Federal regulators have approved premiums and co-pays in a number of states. However, no state has been allowed to require many residents who earn less than 100 percent of poverty pay in as a condition of getting coverage, says John Corlett, president and executive director of the Center for Community Solutions, a non-partisan think tank in Ohio. The Center submitted public comments on the proposal, which can be found here

“I think CMS will take a very dim view of this waiver. And I think will ask a lot of questions of the state in terms of how it might work,” Corlett says. “They’ll be concerned about it reducing the availability of health care in this state.”

If passed as proposed, Ohio officials estimate Medicaid enrollment will be lower by 125,000 to 140,000 each year compared to what it would be without the program.

In e-mail correspondence, the Centers for Medicare and Medicaid stated it would review Ohio’s proposal. Kasich’s administration says they expect to submit the proposal this summer.

In comparison to other states, federal regulators have mandated coverage for those who earn less than 100 percent of poverty - which by federal definition is roughly $12,000 dollars annually for an individual or $24,000 for a family of four. And while the use of a health savings account – which Ohio has proposed - was approved in Indiana, Salo says there was a lot of push back on that approval.

“They are extremely reluctant to do the same for anyone else,” Salo says.

The creator of the Ohio proposal, Butler, says he used Indiana’s expansion as a blueprint of what could work when changing Ohio’s Medicaid program. But, he also acknowledges that the proposal was unlikely to get approval exactly as it is written.

“I don’t think the Obama administration is just going to say yes to our waiver request, I think there will be a negotiation,” Butler says.

There are key elements, Butler and others say they believe should be part of the Medicaid program.

For instance, Ohio Medicaid Director John McCarthy says the program would save the state nearly $1 billion over the first five years of operation.

There are two reasons for that, McCarthy says. The first is because enrollees will choose not to pay into the program to participate. The second comes from decreased program spending as enrollees alter how they use health care services.

“If you look back at the principals that we have used since Day 1 under the Kasich administration, personal responsibility is in there. It is that a person has some responsibility around the services that they get….  It’s a how do we move people through the program and have them engage in their health care?.. how do we get a person to think about things like quitting smoking.”

Or, McCarthy asks, reducing their weight? Or get their diabetes under control?

The federal government has approved some healthy behavior incentives in Iowa, Michigan and Indiana, for instance.

During a 90-minute public hearing on the proposal last month, a steady stream of opponents stood at the podium. No one commented in favor. 

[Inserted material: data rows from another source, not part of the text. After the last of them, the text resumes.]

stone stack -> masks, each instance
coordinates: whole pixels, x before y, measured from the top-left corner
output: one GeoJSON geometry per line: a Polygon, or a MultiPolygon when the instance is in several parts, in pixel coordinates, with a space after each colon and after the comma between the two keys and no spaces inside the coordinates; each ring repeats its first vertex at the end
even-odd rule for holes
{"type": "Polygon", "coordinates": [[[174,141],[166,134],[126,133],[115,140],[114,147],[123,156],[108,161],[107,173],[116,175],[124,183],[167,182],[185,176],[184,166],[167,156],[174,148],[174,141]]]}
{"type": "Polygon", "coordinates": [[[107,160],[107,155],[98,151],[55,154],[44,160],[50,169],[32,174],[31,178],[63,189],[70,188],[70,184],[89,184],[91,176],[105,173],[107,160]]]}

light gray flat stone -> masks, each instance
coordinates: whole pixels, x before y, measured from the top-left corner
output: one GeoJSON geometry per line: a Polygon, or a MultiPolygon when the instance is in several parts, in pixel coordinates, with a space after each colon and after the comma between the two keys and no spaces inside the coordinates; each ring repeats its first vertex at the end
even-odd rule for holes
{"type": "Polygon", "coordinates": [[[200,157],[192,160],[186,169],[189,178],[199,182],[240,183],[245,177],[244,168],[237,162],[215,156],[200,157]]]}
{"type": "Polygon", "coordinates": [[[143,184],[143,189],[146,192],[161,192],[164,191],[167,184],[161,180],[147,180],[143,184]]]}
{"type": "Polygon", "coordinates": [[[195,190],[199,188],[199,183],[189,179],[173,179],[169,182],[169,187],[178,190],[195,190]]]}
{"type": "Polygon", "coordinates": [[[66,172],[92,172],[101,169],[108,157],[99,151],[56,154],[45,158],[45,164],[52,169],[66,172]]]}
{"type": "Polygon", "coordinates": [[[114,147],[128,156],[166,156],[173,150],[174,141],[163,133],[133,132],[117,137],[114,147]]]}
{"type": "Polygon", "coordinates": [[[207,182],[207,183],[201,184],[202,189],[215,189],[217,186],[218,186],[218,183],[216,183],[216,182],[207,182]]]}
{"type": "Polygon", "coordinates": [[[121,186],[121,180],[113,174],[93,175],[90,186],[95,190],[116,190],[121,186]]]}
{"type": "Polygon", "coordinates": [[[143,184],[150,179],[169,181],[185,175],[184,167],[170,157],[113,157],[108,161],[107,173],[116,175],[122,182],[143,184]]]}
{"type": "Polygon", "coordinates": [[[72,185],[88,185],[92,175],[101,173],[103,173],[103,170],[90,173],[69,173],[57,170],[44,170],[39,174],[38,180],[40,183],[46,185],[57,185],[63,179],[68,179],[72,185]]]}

One advocacy worker stood and the podium and pleaded: “How is this good for anybody? How is it caring for anybody? It’s easy to sit in an office and vote and make decisions because you don’t have to talk to them, I do. And I have to cry with them and pray with them.”

Afterwards, as people filed out of the room, day laborer Wilfred Franklin stopped to talk. He says he takes issue “with being talked about like I’m incompetent.”

 “Look, we sit here, you listen to this whole thing and they're talking about low-income individuals. We’re people,” Franklin says. “They talk about having to set up these courses so that we can learn how to move into commercial coverage. We’re broke. We don’t have any money.”

Greg Lawson, a policy analyst for Ohio’s conservative Buckeye Institute think tank, says he hopes the proposal is the start of a conversation.

“If it doesn’t work out today, it’s possible it could work out tomorrow or, of course, potentially you could modify the program somewhat and do some things that might make it go through on a second time.”

After all, Lawson says, the proposal “represents what should be a wave of the future for Medicaid.”

 

NOTE:  The title of the Buckeye Institute's Greg Lawson was previously mistated. He is a policy analyst and statehouse liason with the Institute.